I am convinced that in our nation's capital, commission is not determined by sales or any other revenue-generating practice, but is based solely on the volume of paperwork generated. There can be no other explanation for the arrival, hot on the heels of the massive visa-procedures packet, the arrival of the equally unreasonable grant-procedures packet.

As always, the list of enclosures:

1. Grant authorization document (details of my travel allowance)
2. "Terms and Conditions" (justification for waterboarding)
3. Foreign address report form: an entire 8x11 sheet of paper for recording my address
4. Copy of letter to my administrator (which is hilarious since, as always, he gave me his copy)
5. "Program Fact Sheet" (propaganda)
6. Press release (which is different, my beloved colleagues, than a press conference)
7. Embassy mailing information (a service I'm not entitled to)
8. "What it Means To Be a Program Participant" (Come on, like I even read that.)
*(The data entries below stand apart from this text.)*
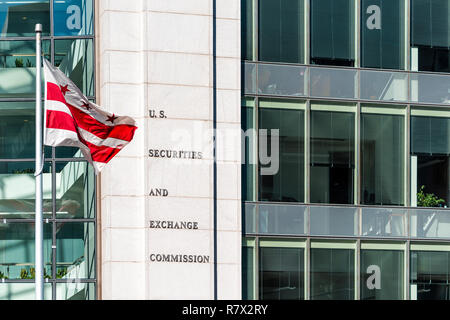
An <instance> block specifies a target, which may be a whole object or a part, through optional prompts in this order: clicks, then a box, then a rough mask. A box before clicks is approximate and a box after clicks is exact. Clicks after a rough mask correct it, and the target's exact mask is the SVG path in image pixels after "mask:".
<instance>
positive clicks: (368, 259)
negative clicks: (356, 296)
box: [361, 250, 404, 300]
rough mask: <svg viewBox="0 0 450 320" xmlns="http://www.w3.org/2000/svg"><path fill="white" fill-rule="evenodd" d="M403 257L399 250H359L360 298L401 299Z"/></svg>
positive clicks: (393, 299)
mask: <svg viewBox="0 0 450 320" xmlns="http://www.w3.org/2000/svg"><path fill="white" fill-rule="evenodd" d="M403 259H404V258H403V251H400V250H361V300H402V299H403Z"/></svg>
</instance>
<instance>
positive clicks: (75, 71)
mask: <svg viewBox="0 0 450 320" xmlns="http://www.w3.org/2000/svg"><path fill="white" fill-rule="evenodd" d="M55 66H56V67H58V68H59V69H60V70H61V71H62V72H63V73H64V74H65V75H66V76H68V77H69V78H70V80H72V81H73V82H74V83H75V85H76V86H77V87H78V88H80V90H81V91H82V92H83V94H84V95H86V96H93V95H94V85H95V82H94V62H93V41H92V40H91V39H78V40H55Z"/></svg>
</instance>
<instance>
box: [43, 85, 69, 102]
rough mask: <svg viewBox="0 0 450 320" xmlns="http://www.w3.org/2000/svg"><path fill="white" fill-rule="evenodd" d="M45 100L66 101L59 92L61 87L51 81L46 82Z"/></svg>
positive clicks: (65, 99)
mask: <svg viewBox="0 0 450 320" xmlns="http://www.w3.org/2000/svg"><path fill="white" fill-rule="evenodd" d="M47 100H54V101H61V102H62V103H64V104H65V103H66V98H64V95H63V94H62V92H61V88H60V87H59V86H58V85H57V84H54V83H52V82H47Z"/></svg>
Honest to goodness, the recycling dumpster at school is getting a serious workout from these people. Stop the madness! Hug a tree! Stop sending me information that a) I already have and b) doesn't pertain to me anyway!

04 June 2009

Today's Special: Visa Procedures!


Direct from the overseas commission that runs these things, a list of documents needed to complete our visa applications. Bear in mind, this is, allegedly, the "simplified procedure":

  • Salary in US dollars from home institution for the duration of your stay in France
  • 4 identity photos
  • Photocopies of your passport (make sure that all info, especially passport n°, place and date of issue are legible)
  • Names and ages of accompanying family members & photocopies of their respective passports
  • Marital status
  • Marriage certificates and birth certificates for accompanying family members, if applicable
  • Birth date & place of birth
  • A Certificate of coverage from the US Social Security Administration*

  • (*The CoC has to be applied for online and takes another two weeks to turn around.)

    Now, my favorite part. Remember how Mr. Rogers used to take field trips to crayon factories and whatnot and you got to see how the entire process worked? Here's a look into French immigration:

    • The Commission prepares a "recruitment" application for each U.S. Exchange Teacher and communicates it to the Office Français de l'immigration et de l'intégration (OFII);
    • The Office Français de l'immigration et de l'intégration (OFII) evaluates all applications and, if approved, forwards them to the Direction départementale du travail, de l'emploi et de la formation professionnelle (DDTEFP) ;
    • The Direction départementale du travail, de l'emploi et de la formation professionnelle (DDTEFP) then prepares a « contrat de travail » that is sent directly to the French consulate in the U.S. closest to your place of residence;
    • You will then need to apply for the appropriate visa with the French consulate; the visa that you will be issued should then read "salarié(e) OFII";
    • Soon upon your arrival in France, and most likely during the orientation session in late September, you and any accompanying family members will be convoked to the Paris office of the Office Français de l'immigration et de l'intégration (OFII) for a medical exam;
    • After completion of the medical exam, the Office Français de l'immigration et de l'intégration (OFII) will validate your long stay work visa; the latter will serve as your residency permit for the dates of your stay in France, as indicated in the visa.

    God save us from the "complicated" version!